Avere un gruppo che funziona bene è fondamentale, ma a volte possono mancare degli elementi che non lo fanno funzionare. Il video spiega quali sono gli elementi che non fanno funzionare un team.
Een groep die goed functioneert is essentieel, maar soms kunnen er elementen ontbreken die het niet laten functioneren. De video legt uit welke elementen ervoor zorgen dat een team niet functioneert.

Oefening 1: Woordbingo

Instructie: 1. Luister minimaal twee keer naar de video en geef de woorden aan die je hoort. 2. Gebruik de woorden om een gesprek te vormen met je docent (schrijf je gesprek op). 3. Memoriseer de woorden met de woordentrainer.

Woord Vertaling
Il conflitto Het conflict
Una squadra Een team
Il leader di questa squadra De leider van dit team
La fiducia Het vertrouwen
L'impegno De inzet
Le responsabilità De verantwoordelijkheden
I risultati comuni De gemeenschappelijke resultaten
Il confronto De confrontatie

Oefening 2: Dialoog

Instructie: 1. Lees de dialoog in tweetallen. 2. Memoriseer de zinnen door de vertaling af te dekken. 3. Dek de regels van één spreker af, geef alternatieve antwoorden met je leraar en schrijf ze op.

Dialogo tra capo e dipendente sui problemi nel lavoro di squadra e le soluzioni pratiche.

Dialoog tussen leidinggevende en medewerker over problemen in teamwork en praktische oplossingen.
1. Il capo: Ho notato che il tuo gruppo non sta andando bene. (Ik heb gemerkt dat jouw groep het niet zo goed doet.)
2. Gloria: Sì, è vero. Alcuni di noi non si aiutano abbastanza, penso che manchi la fiducia. (Ja, dat klopt. Sommige van ons helpen elkaar niet genoeg, ik denk dat het vertrouwen ontbreekt.)
3. Il capo: Capisco, la fiducia è fondamentale in un gruppo di lavoro: quando manca è impossibile lavorare bene. (Ik begrijp het, vertrouwen is essentieel in een werkgroep: als het ontbreekt, is het onmogelijk om goed te werken.)
4. Gloria: Ed è per questo che non si risolvono i problemi? (En is dat de reden dat problemen niet worden opgelost?)
5. Il capo: Sì, con un clima teso nel gruppo le persone si comportano in maniera più egoista. (Ja, met een gespannen sfeer in de groep gedragen mensen zich meer egoïstisch.)
6. Gloria: Come posso migliorare questa situazione? (Hoe kan ik deze situatie verbeteren?)
7. Il capo: Devi dare l’esempio: sii una persona che supporta, che è d’aiuto e anche gli altri ti seguiranno. (Je moet het goede voorbeeld geven: wees een persoon die steun biedt, die behulpzaam is, en dan zullen anderen je volgen.)
8. Gloria: E così si costruirà la fiducia tra i membri del gruppo? (En zo wordt er vertrouwen opgebouwd tussen de groepsleden?)
9. Il capo: Sì, ci vorrà tempo, però vedrai che i problemi diminuiranno e sarai più rispettata. (Ja, dat kost tijd, maar je zult zien dat de problemen minder worden en dat je meer gerespecteerd zult worden.)
10. Gloria: Dovremmo fare una riunione con il tuo gruppo per parlare di questi problemi. (We zouden een vergadering moeten houden met jouw groep om over deze problemen te praten.)

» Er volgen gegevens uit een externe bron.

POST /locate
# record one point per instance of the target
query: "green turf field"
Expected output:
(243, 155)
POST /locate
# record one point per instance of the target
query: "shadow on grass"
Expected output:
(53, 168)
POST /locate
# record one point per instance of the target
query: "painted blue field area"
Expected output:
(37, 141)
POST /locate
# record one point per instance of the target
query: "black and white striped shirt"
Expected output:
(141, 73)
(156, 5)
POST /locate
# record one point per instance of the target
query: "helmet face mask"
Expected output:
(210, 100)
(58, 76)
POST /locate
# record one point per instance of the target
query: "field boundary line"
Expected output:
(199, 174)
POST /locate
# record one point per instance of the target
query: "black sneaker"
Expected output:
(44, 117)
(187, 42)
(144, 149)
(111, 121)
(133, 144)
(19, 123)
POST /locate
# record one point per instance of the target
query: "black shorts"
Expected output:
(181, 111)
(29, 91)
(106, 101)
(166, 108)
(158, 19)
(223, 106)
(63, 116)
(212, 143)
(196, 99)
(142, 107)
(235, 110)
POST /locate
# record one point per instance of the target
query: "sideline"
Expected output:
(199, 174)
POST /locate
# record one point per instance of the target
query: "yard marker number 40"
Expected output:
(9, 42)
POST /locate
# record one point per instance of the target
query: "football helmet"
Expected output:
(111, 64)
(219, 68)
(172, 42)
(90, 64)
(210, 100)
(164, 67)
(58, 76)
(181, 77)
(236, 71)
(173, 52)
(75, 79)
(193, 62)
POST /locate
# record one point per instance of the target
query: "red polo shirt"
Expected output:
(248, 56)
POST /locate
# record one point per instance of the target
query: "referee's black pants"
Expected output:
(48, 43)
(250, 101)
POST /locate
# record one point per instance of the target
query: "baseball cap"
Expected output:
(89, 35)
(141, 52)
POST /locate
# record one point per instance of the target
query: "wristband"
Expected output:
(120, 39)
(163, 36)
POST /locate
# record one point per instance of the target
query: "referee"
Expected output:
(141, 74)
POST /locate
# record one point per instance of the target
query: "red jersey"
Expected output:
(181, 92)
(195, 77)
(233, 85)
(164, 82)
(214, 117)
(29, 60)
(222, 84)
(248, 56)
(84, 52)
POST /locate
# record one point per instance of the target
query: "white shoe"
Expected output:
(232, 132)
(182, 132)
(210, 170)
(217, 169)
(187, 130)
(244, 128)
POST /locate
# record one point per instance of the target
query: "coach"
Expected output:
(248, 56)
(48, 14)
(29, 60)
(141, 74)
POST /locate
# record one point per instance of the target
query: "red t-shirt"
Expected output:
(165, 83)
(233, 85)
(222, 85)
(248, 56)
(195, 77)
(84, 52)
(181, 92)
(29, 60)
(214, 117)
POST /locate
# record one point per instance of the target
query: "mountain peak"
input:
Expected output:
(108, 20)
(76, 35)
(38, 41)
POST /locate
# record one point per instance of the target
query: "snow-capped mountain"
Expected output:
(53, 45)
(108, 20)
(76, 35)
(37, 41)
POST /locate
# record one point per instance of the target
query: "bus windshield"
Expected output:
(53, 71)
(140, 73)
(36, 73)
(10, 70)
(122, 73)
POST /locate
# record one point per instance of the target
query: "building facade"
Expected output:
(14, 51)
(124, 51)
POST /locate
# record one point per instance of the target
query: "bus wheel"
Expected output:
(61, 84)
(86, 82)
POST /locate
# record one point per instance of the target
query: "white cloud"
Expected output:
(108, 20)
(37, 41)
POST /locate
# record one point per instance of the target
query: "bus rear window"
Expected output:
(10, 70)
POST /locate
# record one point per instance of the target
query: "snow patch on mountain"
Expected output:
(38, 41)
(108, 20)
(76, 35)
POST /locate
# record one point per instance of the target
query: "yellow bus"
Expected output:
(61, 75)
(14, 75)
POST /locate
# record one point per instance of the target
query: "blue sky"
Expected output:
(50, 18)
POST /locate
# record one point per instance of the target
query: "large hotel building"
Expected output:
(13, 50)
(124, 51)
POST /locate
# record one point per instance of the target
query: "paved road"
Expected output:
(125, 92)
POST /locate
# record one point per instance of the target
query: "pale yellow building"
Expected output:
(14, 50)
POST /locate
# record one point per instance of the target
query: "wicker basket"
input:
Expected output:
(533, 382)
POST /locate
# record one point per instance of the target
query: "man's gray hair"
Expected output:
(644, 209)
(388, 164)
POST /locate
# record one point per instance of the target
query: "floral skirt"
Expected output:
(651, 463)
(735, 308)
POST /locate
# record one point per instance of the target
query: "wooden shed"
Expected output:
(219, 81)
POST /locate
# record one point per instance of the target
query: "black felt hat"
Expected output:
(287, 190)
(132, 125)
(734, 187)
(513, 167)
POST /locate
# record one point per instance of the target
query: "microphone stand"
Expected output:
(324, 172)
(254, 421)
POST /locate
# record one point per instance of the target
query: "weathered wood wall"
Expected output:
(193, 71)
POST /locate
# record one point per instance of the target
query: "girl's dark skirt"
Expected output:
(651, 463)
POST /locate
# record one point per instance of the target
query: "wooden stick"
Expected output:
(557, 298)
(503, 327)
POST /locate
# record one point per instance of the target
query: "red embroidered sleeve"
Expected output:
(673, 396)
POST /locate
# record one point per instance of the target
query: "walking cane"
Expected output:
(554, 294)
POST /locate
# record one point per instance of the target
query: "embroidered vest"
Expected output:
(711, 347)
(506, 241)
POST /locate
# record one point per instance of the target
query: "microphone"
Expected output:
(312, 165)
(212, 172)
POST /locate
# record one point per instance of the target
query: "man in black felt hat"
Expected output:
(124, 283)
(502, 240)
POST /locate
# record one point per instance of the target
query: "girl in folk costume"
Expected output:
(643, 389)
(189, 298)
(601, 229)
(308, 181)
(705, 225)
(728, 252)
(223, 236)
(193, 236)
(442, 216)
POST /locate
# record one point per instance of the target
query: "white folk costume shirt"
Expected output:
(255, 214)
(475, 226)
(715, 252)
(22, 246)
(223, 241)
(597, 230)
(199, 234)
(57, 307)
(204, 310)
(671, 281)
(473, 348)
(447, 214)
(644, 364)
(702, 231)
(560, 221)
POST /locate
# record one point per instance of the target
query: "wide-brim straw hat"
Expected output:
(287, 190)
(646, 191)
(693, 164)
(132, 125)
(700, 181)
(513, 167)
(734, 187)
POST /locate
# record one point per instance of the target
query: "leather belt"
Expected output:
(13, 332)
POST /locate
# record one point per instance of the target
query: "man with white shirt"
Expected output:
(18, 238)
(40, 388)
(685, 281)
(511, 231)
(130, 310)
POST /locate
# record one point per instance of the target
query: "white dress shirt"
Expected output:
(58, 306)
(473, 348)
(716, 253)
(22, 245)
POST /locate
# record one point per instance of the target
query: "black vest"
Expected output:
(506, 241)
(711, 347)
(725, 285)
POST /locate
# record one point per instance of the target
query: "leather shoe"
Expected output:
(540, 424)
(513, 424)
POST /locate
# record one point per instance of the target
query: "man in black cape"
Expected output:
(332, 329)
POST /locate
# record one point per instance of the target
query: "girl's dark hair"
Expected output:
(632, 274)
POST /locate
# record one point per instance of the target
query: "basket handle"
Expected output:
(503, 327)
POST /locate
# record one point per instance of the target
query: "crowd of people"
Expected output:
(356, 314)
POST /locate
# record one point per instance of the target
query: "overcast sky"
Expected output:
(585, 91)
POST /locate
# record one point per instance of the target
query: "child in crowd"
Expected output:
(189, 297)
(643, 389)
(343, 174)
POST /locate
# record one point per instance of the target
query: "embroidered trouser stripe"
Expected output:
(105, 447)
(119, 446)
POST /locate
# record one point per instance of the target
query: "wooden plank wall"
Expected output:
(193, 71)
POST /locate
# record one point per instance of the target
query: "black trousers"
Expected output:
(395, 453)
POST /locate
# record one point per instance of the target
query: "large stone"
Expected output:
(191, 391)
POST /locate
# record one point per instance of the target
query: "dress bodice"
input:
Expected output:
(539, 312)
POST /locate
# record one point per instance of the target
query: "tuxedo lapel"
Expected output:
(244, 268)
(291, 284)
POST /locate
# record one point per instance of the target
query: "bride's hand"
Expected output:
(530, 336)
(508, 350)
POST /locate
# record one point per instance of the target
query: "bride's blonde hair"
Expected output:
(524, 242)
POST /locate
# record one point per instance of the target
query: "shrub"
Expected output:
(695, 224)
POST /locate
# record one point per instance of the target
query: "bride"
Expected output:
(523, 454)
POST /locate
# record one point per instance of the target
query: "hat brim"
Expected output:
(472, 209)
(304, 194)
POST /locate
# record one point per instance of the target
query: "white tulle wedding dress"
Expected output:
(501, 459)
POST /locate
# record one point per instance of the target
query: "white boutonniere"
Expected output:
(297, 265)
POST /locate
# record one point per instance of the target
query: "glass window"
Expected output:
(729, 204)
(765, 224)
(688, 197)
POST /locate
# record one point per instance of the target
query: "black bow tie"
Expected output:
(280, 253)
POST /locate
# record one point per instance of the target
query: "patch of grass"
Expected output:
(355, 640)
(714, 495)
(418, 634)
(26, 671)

Oefening 3: Vragen over de tekst

Instructie: Lees de bovenstaande tekst en kies het juiste antwoord.

1. Qual è il problema principale nel team di Gloria?

(Wat is het belangrijkste probleem in Gloria's team?)

2. Cosa succede quando il clima nel gruppo è teso?

(Wat gebeurt er als de sfeer in de groep gespannen is?)

3. Come può Gloria migliorare la situazione nel suo team?

(Hoe kan Gloria de situatie in haar team verbeteren?)

4. Cosa succederà se Gloria segue il consiglio del capo?

(Wat zal er gebeuren als Gloria het advies van de baas opvolgt?)

Oefening 4: Openingsvragen voor gesprekken

Instructie: Bespreek de volgende vragen met je leraar met behulp van de woordenschat uit deze les, en schrijf je antwoorden op.

  1. Perché è importante supportarsi in un gruppo di lavoro?
  2. Waarom is het belangrijk om elkaar te ondersteunen in een werkgroep?
  3. Come si può migliorare la comunicazione tra i membri di un team?
  4. Hoe kan de communicatie tussen de leden van een team worden verbeterd?
  5. Quali qualità deve avere un leader per creare fiducia nel gruppo?
  6. Welke kwaliteiten moet een leider hebben om vertrouwen in de groep op te bouwen?
  7. Racconta un'esperienza in cui hai collaborato bene con i tuoi colleghi; cosa ha aiutato a raggiungere il successo?
  8. Vertel over een ervaring waarin je goed samenwerkte met je collega's; wat heeft geholpen om succes te bereiken?